Progettazioni che conosceranno un arco di tempo comunque ampio per poter venire realizzate e ancor prima finanziate, essendo il PUMS “attivo” e fruibile – come ha spiegato l'ing. Bernetti – entro un “orizzonte” di 10-15 anni, fino, almeno, al 2030.

 

Per intanto “scatterà” ora la c.d. “fase delle osservazioni” che, per la durata di 60 giorni, consentirà a enti, gruppi diversi e singoli cittadini di intervenire e inviare proposte e suggerimenti, di qualunque portata e livello, trasmettendole direttamente agli Uffici tecnici del Comune, tramite PEC.

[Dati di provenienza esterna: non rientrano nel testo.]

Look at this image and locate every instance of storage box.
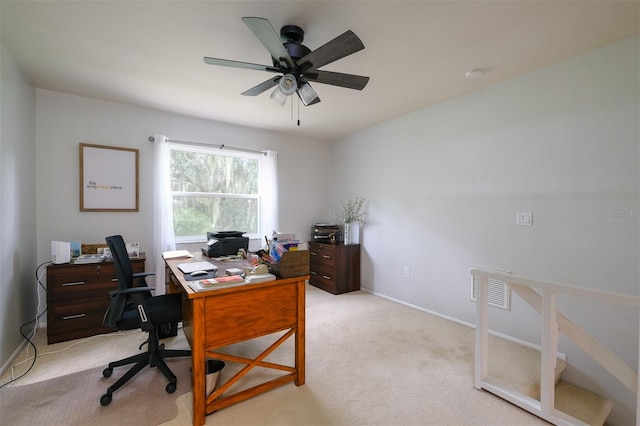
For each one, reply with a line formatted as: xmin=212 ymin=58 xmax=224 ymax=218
xmin=266 ymin=250 xmax=310 ymax=278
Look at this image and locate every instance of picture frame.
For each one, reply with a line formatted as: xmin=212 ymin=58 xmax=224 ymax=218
xmin=126 ymin=242 xmax=140 ymax=258
xmin=79 ymin=143 xmax=139 ymax=212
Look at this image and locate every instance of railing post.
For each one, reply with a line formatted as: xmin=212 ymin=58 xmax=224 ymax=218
xmin=475 ymin=276 xmax=489 ymax=389
xmin=540 ymin=288 xmax=558 ymax=416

Dopo la quale, spetterà al Consiglio Comunale valutare e decidere su tali proposte, eventualmente formulandone delle proprie quale massima Assemblea rappresentativa cittadina, per poi approvare il Piano nel suo complesso.

 

Sarà “il 1° PUMS di Trieste”, come lo ha definito l'ing. Bernetti, che ne ha anche, in chiusura, sottolineato fortemente l'importanza, "e non solo per essere un fondamentale strumento per l'accesso ai fondi europei e nazionali, ma anche per aver comportato lo svolgimento di un'indagine davvero approfondita sulla mobilità in città e nel nostro territorio, sulle sue caratteristiche, problematicità, abitudini consolidate e difficoltà: la prima di questo tipo e livello dopo 20 anni ! Una base di dati solida – ha detto – sulla quale poter ora lavorare con maggior chiarezza”.